A New York City gallery specializing in antique frames, both American and European. Frame restoration, period frames, The White House framer.
Eli Wilner is the founder and CEO of Eli Wilner & Company, a New York City gallery that specializes in European and American frames from the 15th century through the present. He is a leading frame dealer, restorer and collector, as well as an acknowledged and published authority on the art of framing. His publications include Antique American Frames: Identification and Price Guide written with Mervyn Kaufman and published by Avon, and The Gilded Edge published by Chronicle Books, the authoritative book about antique American frames [published in 2000 with a second edition released in 2011].
Eli Wilner has framed over 10,000 paintings, including a large Jacobo Bassano painting for The Metropolitan Museum of Art, and 28 paintings for the White House. Eli Wilner & Company is proud to have just completed the framing of Emmanuel Leutze’s Washington Crossing the Delaware for The Metropolitan Museum of Art. For over two decades, Eli Wilner has loaned several hundred frames for the Old Master and 19th Century European painting sales at Sotheby’s, Christie’s, Bonhams and Doyle.
Since 1983, Eli Wilner & Company has published over 100 articles about the antique frame, and collaborated with curators from the Metropolitan Museum of Art, The Parrish Art Museum, National Academy Museum, the Columbus Museum of Art, and many more, in their exhibitions of frames.
In May 2011, Eli Wilner gave a presentation at the International Foundation for Art Research's evening event What Frames Can Tell Us held at Christie's New York. The event also included lectures by George Bisacca (Conservator, Paintings Conservation Department of the Metropolitan Museum of Art), Laurence B. Kanter (Lional Goldfrank III Curator of Early European Art at the Yale University Art Gallery). Mr. Wilner's presentation 'Frame Forensics' included a discussion of frame aesthetics, connoisseurship, and identification and highlighted a number of tips about how to recognize an authentic period frame, how to identify French, Italian, English, and American frame construction, and how to tell if a frame has been altered or restored.
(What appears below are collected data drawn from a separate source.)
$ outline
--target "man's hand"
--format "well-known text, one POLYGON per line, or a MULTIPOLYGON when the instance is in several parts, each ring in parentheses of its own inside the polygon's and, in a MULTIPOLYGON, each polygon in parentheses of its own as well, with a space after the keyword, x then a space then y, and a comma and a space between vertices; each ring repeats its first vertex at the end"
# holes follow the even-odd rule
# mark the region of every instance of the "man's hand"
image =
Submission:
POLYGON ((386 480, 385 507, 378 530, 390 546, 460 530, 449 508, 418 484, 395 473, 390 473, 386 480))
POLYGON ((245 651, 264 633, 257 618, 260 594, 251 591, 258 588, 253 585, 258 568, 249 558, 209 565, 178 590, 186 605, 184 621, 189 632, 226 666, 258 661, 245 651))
Eli Wilner has been doing frame evaluations and appraisals since 1990. Currently, Eli Wilner & Company is evaluating a group of over 200 frames that were donated to a major museum by a prominent New York gallery. Eli Wilner & Company Gallery Director Suzanne Smeaton will be the first certified USPAP-compliant member of the Appraisers Association of America in the area of antique frames. Eli Wilner and Ms. Smeaton have worked with the Appraisers Association of America to create the exam that must be passed by all future appraisers wishing to certify in the area of antique frames.